The rule applies to hundreds of non-profit contractors that provide jobs to adults with disabilities. Many of those workers will get a raise, but others might be unemployed as companies make hard choices about who they can afford to keep on the payroll.

Indeed, as many nonprofits are already operating on shoestring budgets, the question of whether they can afford to keep on a disabled worker who might sweep floors or do other menial tasks will be a difficult one. Woellert writes about a young man named Luke Grossman who does laundry at the local YMCA in Norfolk, VA. He has Down Syndrome and, as his father notes, “Luke’s life looks a whole lot different if he loses his job. . . . Anything which is going to have more people with disabilities sitting at home with nothing to do can’t be good.” The company that employs Luke does laundry for the U.S. military and other organizations. It employs about 1,000 disabled workers, some at below minimum wage. Things will not be able to stay the same under the new rule, according to the CEO.

But proponents of it, including Labor Secretary Thomas Perez, insist that the disabled are being exploited when they are paid less than minimum wage.

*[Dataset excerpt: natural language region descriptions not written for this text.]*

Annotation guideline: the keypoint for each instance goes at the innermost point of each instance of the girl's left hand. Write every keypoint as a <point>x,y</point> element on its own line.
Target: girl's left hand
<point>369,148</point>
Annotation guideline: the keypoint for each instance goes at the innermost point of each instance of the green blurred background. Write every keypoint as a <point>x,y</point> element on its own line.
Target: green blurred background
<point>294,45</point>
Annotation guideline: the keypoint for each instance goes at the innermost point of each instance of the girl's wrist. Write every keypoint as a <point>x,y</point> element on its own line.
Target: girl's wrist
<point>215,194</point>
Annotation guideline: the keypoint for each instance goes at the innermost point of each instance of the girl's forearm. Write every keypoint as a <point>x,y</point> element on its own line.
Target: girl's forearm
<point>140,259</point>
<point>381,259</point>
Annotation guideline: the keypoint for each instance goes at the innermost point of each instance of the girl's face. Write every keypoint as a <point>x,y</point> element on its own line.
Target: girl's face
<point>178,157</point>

The head of the National Disability Rights Network, which filed the lawsuit that resulted in the new federal rule, acknowledged that disabled people might lose their jobs as a result but he explained, “It’s dying with your rights on.”

Obviously we don’t want the disabled exploited but the vast majority of disabled people are not employed at all and since the recession hit their employment has been curtailed even further. For many businesses and nonprofits, hiring people for these low-end jobs—whether they are disabled, young, inexperienced or down on their luck—is as much a business decision as it is a philanthropic one. They do want to give people a chance to work for a living, to become part of a team, to integrate themselves into the community. But there is always the bottom line. And to the extent that the government makes these decisions harder for a boss to make, they are making life worse for a lot of people.

As Larry Grossman says,

It’s not like I’m opposed to [Luke] getting a raise, [but] you have to look at the intangible things that people get from the workplace. Luke really loves going to work. It gives him a sense of purpose.